Mesmo sem fórmulas vencedoras para implementar, a passagem do tempo trouxe dados que traçam tendências e permitem fixar diagnósticos sobre como cada país tem lidado com o desafio da introdução da tecnologia na educação. Este ensaio debruça-se sobre esses indicadores, que pintam um cenário negativo sobre Portugal – onde, nos últimos anos, se tem regredido em termos de acesso a tecnologia nas escolas. E, também a partir desses dados e estudos publicados, o ensaio tenta responder a uma questão central: por mais inovador e entusiasmante que seja a tecnologia na educação, há evidências de que a sua introdução traga algum benefício para os alunos, em termos de melhoria da sua aprendizagem? Não há respostas absolutas, a não ser a constatação de que o impacto da tecnologia na educação tem sido uma desilusão. Mas se preferir olhar para o copo meio cheio, a resposta é esta: algumas boas práticas alimentam a expectativa de que, em determinadas circunstâncias, o potencial da tecnologia possa ser melhor explorado.

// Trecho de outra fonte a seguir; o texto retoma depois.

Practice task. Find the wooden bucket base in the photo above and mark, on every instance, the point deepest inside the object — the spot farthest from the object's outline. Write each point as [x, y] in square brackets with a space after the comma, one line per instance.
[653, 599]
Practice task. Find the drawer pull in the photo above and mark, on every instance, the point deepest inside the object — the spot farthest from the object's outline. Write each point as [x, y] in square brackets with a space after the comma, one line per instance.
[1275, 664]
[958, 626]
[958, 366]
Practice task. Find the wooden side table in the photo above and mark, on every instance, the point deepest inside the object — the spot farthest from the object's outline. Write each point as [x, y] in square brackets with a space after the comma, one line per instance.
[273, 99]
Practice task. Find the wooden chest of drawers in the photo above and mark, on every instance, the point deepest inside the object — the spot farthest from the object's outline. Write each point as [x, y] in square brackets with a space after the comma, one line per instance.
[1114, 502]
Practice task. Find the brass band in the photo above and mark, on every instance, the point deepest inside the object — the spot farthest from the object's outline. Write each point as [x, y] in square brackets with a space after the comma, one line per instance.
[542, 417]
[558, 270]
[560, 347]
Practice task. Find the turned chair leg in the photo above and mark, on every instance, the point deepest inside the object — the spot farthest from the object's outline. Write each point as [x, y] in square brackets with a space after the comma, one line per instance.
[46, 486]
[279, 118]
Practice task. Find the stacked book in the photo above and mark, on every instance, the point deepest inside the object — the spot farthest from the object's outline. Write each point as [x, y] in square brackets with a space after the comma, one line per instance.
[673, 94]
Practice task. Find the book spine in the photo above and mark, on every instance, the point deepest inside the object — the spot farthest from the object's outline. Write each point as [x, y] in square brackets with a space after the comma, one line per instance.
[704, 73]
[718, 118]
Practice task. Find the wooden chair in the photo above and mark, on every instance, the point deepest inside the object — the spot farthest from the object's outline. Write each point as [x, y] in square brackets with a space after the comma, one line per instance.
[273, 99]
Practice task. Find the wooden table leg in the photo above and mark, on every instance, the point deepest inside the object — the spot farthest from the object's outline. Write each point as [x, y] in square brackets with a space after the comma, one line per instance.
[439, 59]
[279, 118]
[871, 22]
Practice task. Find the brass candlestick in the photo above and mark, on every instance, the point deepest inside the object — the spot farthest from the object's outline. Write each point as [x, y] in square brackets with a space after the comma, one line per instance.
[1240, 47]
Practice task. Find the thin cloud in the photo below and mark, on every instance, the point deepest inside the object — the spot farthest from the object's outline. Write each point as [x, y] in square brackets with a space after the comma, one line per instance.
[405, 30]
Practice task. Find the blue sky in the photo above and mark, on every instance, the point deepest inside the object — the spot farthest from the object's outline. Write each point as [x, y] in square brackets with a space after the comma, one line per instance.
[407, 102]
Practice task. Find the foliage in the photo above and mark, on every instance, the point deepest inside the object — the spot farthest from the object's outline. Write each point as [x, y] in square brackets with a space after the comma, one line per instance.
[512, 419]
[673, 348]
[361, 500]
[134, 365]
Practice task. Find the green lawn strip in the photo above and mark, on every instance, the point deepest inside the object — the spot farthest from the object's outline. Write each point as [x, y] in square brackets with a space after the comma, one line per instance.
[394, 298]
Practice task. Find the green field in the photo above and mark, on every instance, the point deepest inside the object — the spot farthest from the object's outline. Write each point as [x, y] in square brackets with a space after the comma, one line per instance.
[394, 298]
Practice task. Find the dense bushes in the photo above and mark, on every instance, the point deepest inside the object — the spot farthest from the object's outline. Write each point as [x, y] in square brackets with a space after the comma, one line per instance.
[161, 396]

Em casa e na escola: que acesso têm os alunos à tecnologia?

Hoje em dia, nenhum jovem adolescente abdica do acesso à internet. Mas, obviamente, nem todos os jovens têm o mesmo grau de acesso à internet, a começar pelo serviço contratualizado em sua casa ou pelos dispositivos e computadores necessários para a utilizar. Essas diferenças são visíveis entre países, claro, mas também dentro de cada país – e, sem surpresa, os jovens das famílias socialmente desfavorecidas têm menor acesso à tecnologia, na medida em que têm menos recursos para a adquirir. O papel desempenhado pela escola nesta equação passa inevitavelmente por tentar suprir essa desigualdade, proporcionando condições de acesso a todos os alunos, nomeadamente àqueles que mais precisam da escola para lhes proporcionar acesso.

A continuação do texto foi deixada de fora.